Along the way I told the Irish tales, "The King Who Was a Gentleman" and "The Wolf's Story."
Of course "Tamlin" was a favorite.
The audience ranged from young to elders, and all in between, and at the end of one tale a gentleman said, "You are the first storyteller I have ever heard, though I have been interested in it for a long time."
So he and his wife told me a little of his days as a pastor, and how they were researching which storytelling festivals to go to. I was able to recommend the going to the Illinois Storytelling website (http://www.storytelling.org/) for their calendar.
It's an interesting feeling to learn that you are the first of your art that an individual has heard, and you hope you represented the art form well.
And when 4 came around my friend, Amanda, and I packed up and headed wearily, though pleased, to our respective homes.
For we both knew we needed rest for Clayville the next day, since we're both involved in both festivals.
The weather was still holding, though the reports remained ominous, and with less to haul we headed out.
I was offered a place in the Broadwell Tavern, which was very pleasant with both doors open to provide a breeze.

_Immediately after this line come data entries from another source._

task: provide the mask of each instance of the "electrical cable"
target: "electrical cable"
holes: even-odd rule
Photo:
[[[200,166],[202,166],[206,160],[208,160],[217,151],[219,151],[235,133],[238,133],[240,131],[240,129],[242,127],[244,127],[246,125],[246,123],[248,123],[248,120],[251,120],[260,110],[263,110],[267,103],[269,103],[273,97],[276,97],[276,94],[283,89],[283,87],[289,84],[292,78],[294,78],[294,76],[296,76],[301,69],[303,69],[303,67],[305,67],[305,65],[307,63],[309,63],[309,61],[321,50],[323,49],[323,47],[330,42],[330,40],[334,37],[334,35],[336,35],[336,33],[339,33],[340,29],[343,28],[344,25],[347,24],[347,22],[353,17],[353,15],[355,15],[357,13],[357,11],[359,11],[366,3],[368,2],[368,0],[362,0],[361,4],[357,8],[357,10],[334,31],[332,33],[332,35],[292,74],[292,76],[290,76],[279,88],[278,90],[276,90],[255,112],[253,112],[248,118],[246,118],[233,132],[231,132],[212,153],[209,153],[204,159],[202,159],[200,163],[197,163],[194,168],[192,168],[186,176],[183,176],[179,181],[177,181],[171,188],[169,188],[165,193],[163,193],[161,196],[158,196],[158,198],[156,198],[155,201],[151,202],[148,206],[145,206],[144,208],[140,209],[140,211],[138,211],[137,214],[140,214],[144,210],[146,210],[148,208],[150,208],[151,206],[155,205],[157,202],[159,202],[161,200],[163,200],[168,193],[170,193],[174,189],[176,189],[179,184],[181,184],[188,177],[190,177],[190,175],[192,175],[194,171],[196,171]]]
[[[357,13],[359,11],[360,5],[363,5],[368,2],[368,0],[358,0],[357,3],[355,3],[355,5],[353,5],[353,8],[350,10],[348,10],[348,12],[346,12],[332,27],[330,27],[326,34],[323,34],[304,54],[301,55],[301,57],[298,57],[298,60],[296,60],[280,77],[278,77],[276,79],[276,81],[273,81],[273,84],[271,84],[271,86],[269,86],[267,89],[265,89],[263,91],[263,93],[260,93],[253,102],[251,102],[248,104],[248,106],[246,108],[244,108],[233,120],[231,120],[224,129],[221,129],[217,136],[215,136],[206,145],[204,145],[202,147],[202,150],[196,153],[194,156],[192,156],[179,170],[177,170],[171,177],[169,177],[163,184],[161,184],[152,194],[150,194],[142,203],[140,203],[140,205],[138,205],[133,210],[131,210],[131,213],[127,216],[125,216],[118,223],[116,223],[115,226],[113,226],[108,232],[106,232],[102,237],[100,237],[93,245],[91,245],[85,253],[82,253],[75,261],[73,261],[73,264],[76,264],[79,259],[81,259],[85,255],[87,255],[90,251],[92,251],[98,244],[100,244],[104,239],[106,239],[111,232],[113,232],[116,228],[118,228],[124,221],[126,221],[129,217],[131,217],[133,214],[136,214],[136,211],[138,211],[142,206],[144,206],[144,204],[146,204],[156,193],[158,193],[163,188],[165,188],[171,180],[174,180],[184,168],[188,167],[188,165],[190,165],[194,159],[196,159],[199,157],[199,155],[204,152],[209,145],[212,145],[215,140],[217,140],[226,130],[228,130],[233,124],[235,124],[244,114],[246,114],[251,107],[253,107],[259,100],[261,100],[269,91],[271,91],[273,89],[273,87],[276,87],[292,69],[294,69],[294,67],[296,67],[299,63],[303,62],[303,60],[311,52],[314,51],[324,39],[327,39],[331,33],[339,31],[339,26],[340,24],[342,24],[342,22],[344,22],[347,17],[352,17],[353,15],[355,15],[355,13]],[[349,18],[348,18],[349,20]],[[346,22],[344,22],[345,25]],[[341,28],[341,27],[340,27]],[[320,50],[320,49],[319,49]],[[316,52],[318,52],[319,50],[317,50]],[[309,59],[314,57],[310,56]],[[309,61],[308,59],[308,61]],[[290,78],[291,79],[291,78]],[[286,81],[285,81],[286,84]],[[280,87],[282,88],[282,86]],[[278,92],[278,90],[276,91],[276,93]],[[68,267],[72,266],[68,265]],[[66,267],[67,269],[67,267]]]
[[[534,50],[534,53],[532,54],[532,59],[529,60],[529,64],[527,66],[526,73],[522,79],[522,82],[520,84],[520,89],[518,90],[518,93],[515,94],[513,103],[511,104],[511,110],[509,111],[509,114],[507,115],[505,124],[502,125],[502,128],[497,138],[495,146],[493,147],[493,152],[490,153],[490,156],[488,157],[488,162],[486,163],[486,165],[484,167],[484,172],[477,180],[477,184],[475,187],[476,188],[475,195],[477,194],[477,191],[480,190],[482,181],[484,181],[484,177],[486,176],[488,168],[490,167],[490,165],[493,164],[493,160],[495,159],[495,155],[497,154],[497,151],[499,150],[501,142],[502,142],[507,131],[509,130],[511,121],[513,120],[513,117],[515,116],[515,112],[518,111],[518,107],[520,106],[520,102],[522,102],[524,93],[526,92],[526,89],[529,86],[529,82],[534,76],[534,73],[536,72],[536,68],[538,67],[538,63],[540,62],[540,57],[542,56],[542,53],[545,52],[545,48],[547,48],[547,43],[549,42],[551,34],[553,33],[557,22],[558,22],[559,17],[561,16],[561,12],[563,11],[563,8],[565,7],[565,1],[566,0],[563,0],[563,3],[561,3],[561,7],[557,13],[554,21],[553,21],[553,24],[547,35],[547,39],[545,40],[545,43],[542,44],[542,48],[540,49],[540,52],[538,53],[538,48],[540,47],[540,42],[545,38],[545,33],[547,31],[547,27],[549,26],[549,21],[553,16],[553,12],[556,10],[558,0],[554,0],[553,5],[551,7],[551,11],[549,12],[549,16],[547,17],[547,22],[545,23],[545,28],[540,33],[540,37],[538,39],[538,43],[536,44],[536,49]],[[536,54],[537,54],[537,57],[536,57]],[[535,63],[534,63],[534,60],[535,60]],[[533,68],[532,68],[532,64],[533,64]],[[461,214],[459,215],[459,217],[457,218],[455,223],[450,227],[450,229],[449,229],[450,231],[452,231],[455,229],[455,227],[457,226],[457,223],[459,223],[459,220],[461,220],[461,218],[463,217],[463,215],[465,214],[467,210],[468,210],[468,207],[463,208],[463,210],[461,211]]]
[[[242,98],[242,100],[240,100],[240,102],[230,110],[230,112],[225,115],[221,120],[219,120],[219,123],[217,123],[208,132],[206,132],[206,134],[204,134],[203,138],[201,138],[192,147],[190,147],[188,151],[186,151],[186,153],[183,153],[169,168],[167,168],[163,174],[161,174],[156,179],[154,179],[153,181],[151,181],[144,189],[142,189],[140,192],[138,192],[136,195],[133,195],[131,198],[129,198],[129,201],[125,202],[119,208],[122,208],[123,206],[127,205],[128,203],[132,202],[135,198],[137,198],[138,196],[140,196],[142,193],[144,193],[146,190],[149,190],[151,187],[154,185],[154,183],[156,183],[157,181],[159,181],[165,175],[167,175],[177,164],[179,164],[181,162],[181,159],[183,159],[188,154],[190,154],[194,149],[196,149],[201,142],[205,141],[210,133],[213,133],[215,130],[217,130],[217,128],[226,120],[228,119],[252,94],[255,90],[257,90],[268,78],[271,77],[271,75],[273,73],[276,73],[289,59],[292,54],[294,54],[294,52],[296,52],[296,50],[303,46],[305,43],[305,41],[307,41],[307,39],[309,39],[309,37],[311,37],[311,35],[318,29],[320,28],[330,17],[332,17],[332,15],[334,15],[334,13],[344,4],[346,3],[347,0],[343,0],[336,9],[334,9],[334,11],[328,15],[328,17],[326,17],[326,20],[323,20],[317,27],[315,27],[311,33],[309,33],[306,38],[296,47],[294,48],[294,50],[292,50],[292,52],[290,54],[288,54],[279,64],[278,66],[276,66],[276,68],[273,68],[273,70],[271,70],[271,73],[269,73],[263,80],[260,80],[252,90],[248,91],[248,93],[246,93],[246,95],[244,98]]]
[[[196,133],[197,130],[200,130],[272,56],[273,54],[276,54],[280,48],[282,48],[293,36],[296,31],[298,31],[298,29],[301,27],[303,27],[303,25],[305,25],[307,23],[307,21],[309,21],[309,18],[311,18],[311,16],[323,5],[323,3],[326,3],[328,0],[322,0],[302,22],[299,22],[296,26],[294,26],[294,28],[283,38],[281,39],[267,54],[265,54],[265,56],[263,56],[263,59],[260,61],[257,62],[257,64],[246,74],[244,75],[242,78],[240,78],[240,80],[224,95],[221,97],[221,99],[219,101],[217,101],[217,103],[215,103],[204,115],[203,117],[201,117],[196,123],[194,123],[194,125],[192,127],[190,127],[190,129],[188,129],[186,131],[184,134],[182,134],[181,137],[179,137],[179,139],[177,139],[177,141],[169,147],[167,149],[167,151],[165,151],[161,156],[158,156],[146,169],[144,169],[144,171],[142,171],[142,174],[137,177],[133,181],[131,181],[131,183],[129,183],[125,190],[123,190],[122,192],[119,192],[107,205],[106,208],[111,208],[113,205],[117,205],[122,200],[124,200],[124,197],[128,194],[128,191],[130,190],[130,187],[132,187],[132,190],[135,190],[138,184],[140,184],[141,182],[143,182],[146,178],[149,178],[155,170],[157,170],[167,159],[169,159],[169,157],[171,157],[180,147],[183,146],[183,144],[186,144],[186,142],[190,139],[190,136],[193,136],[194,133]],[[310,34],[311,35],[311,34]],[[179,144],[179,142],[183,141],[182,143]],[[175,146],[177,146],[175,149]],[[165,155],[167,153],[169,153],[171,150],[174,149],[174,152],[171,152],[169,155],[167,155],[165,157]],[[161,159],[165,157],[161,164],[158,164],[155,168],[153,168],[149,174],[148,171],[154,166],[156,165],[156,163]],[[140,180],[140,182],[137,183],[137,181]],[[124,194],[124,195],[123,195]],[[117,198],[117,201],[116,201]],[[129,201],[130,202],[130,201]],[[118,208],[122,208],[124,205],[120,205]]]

A fact that was very welcome as I was in my full civil war era gown.
My first audience was a lad about 4 years old, named Otto, and his parents; they stopped to listen to "The Two Foxes."
As folks came to see the Inn they stopped to listen.
As one lady approached she exclaimed, "I knew it was you! I recognized your voice!"
It turns out that she had retired several years ago from Horace Mann, and remembered me from when I performed at the Horace Mann's United Way Talent Show.
She remained for a story.
Others stopped for "Jack and the Gower." (Including another lady from Horace Mann who remembered me from the Talent Show).
And to keep us from being bored the members of the 10th Illinois Volunteer Cavalry (http://www.10thillinoisvolcavalry.com/) changed to cowboy garb, and offered many an entertaining shoot-out. Oft using the Inn as a staging point.
But the thunder rumbling overhead put lie to the sound of their blanks, and soon everyone was squeezing into all available buildings.
If buildings have memories I am sure the Broadwell Inn had a sense of deja vu - for once again the Inn sheltered mothers comforting babes, bored children seeking entertainment or comfort, and equally bored men standing at the doors watching the deluge. How many times did the Inn have such crowd during its stagecoach days?
And from the crowd came little Otto, and who found me watching the rain too.
Who looked up at me and said, "Could you please come and tell us all a story?"
So while the thunder broke overhead and told him, "Michael and Friendly Leprechaun."
I am a Springfield, IL based storyteller with a fascination for how folklore travels, and for history.